Over the course of my travels from time to time I receive some interesting and conflicting feedback on my conversational skills. Sometimes I am made to feel very special by people who share with me how my story has helped them to find a better day for themselves. Or I might be fortunate enough to hear someone say they appreciate the way I give back to the community. Then occasionally I run into someone who directly or indirectly tells me to shut up and stop talking about how much I am doing, how much I run and how generally awesome I think I am... ouch.
I think this is most likely due to the two separate and seemingly conflicting agendas that I hold. First and foremost I am a man who has been humbled by addiction and failure. I am a man who believes that if given a chance people are strong enough to lift themselves out of of the depths and reinvent themselves in an instant. I also know I needed help to get sober, so I try to help others through my foundation. But secondly I am also a competitive runner and athlete. I am a business owner and entrepreneur who has to believe I am capable of almost anything if I want to achieve something great.

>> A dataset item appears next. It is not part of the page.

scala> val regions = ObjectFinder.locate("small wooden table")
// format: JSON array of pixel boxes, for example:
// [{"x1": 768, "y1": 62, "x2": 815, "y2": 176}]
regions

I get it. I talk a lot. I know this. I talk a lot about myself. I know this too. Many times in my childish love for life and my over zealous desire to share with others, I enthusiastically share what is going on in my life. I talk about what I am up to with my athletic endeavors and training. I talk about my charitable and philanthropic efforts. I become almost manic. I feel a well of pride and joy for simply being alive and I HAVE to tell you about it. I want everyone to know how The Superman Project is coming along. I want to share with people that not that long ago I couldn't run for more than 15 seconds without resting, and now I run 100 mile races in the mountains... and yes... I want to share that I am getting faster too, and that my hard work is paying off. I share not just to "brag" but because I want to be an example that there is no limit for what we can do if we try. I am not a narcissist. I care about my friends, my family my beautiful girlfriend. I carry the love of all those close to me in each step I take. I am well aware that its not "all about me" and I genuinely want to know everything about what other people are doing. I want to know what scares people, what motivates people. I want to know what makes people come alive, and I want to know how much hardship and adversity they have overcome along the way.
I guess I have always been considered extreme and perhaps even a touch eccentric in my life. I ruffle feathers at times, I say the politically incorrect things sometimes. I have always been capable of impressive self stroking in one moment and then humble reflection in the next. Why is it this way? I actually have no idea. I do know that not everyone wants to hear or talk about personal stuff, but I simply cant help myself. I used to guard every thought and emotion I had like it was a matter of national security. I felt if I gave any information that was unneeded it would be used against me at a later date. So I built walls. I lied. I twisted and turned the truth into a pretzel designed to be uneatable. But that behavior got me to be 320lbs, drunk, addicted to pills, addicted to food and waiting for death. So now I just talk. About it all. No secrets. No filters.
It wasn't that long ago that I was lost and struggling to find anything positive in my life. I had absolutely no confidence left, I was at zero. I wasn't sure if I could lose weight anymore. I wasn't sure I could go a day without getting drunk and I wasn't very confident that I was going to follow through on my new lifestyle. So I stop worrying about it, and started moving forward until everything around me looked different. The distance has brought my confidence back but sometimes I am still overwhelmed by how far I have come. So if you are walking through Life Time and you hear me say something like;
"Damn! I can't believe how well I did in my race went last weekend"
Make sure there are even other people around because I might just be talking to myself in shock.